We discussed a few of the most common behavioral biases last quarter and they speak to why investors struggle with a truly diversified portfolio.

  • Loss aversion states that investors are more sensitive to losses than to gains, by a ratio of 2:1. Within a diversified portfolio, it should be expected that an asset somewhere in your portfolio is losing money at a given point in time. If that is not the case, are you truly diversified?
  • We mentioned the home country bias exhibited by most investors, whereby the familiarity of a local stock market falsely builds investor comfort equating to a belief that market has lower risk. We are not alone in this approach. According to a recent study, Australians hold nearly 75% of their portfolios in Australian issues. Canadians hold 65% in Canada.
  • Lastly, recency bias causes investors to more prominently recall and emphasize recent performance over that in the distant past, oftentimes extrapolating latest performance into the foreseeable future. A portfolio that owns different asset classes will have overachievers, naturally causing investors to wonder why they do not own more of that asset.
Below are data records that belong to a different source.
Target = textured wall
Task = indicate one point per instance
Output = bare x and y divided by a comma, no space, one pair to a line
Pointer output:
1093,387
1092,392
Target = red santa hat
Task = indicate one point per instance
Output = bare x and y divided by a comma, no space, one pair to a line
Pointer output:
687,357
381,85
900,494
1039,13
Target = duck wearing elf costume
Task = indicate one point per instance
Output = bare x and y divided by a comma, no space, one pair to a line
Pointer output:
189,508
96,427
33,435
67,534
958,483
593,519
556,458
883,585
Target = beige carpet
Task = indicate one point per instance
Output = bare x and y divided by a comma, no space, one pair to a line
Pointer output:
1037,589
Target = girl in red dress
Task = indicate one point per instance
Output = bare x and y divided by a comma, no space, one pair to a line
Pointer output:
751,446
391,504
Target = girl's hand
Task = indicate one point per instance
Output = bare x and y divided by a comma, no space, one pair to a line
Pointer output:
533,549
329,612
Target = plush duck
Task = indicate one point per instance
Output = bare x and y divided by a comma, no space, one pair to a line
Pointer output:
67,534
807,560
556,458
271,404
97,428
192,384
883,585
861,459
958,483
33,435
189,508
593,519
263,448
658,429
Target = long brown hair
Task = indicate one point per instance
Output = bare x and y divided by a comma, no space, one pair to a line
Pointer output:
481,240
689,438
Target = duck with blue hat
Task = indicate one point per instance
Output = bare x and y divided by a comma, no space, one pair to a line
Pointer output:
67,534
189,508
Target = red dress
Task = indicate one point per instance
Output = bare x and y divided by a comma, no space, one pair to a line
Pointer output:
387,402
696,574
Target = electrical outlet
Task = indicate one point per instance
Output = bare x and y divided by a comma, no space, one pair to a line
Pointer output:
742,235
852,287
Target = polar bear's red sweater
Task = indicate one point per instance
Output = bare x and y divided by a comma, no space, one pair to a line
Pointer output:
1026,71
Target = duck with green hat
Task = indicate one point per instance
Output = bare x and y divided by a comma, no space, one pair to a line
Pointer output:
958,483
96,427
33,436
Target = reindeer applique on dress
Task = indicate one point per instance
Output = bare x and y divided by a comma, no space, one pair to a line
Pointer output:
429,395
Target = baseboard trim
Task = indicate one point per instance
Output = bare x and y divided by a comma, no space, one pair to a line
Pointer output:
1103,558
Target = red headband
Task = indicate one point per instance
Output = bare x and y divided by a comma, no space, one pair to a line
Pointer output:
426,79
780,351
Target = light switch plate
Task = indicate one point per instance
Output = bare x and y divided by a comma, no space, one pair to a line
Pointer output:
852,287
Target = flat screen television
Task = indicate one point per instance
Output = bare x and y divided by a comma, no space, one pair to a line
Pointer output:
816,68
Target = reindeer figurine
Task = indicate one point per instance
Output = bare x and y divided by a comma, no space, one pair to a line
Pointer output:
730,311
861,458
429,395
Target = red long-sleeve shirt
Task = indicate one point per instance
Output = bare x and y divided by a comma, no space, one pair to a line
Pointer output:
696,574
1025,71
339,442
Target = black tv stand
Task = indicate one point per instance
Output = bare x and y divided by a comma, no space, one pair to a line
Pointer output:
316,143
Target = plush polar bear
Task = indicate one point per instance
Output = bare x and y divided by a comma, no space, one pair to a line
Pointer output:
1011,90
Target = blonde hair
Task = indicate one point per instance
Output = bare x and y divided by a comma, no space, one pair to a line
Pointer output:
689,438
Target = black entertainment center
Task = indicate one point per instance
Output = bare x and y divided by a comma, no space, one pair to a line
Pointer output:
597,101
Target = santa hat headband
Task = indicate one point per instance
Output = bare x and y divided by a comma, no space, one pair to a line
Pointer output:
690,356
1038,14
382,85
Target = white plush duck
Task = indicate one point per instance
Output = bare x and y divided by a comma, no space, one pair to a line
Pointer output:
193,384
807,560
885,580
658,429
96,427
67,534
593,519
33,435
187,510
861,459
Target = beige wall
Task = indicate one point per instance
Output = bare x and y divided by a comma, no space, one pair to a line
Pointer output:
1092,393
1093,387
Investors should carefully consider their own susceptibility to recency bias in stock markets. After technology stocks peaked in 2000, they lost 80% and took more than 17 years to return to that prior peak. Only now, after another impressive run, are investors eagerly looking to return to those stocks. How many investors were proactively buying technology stocks prior to this run up? Similarly, despite the weak recent performance in emerging economy stocks, they remain the top performer over the last 15 years ending 2017.

It is helpful to look at our portfolios since the global financial crisis and wonder what could we have done differently? The answer will never be to chase yesterday’s winners. When we discuss diversified portfolios, it is done with the benefit of many years of data and evidence suggesting that a balanced approach helps minimize the highs and lows associated with investing.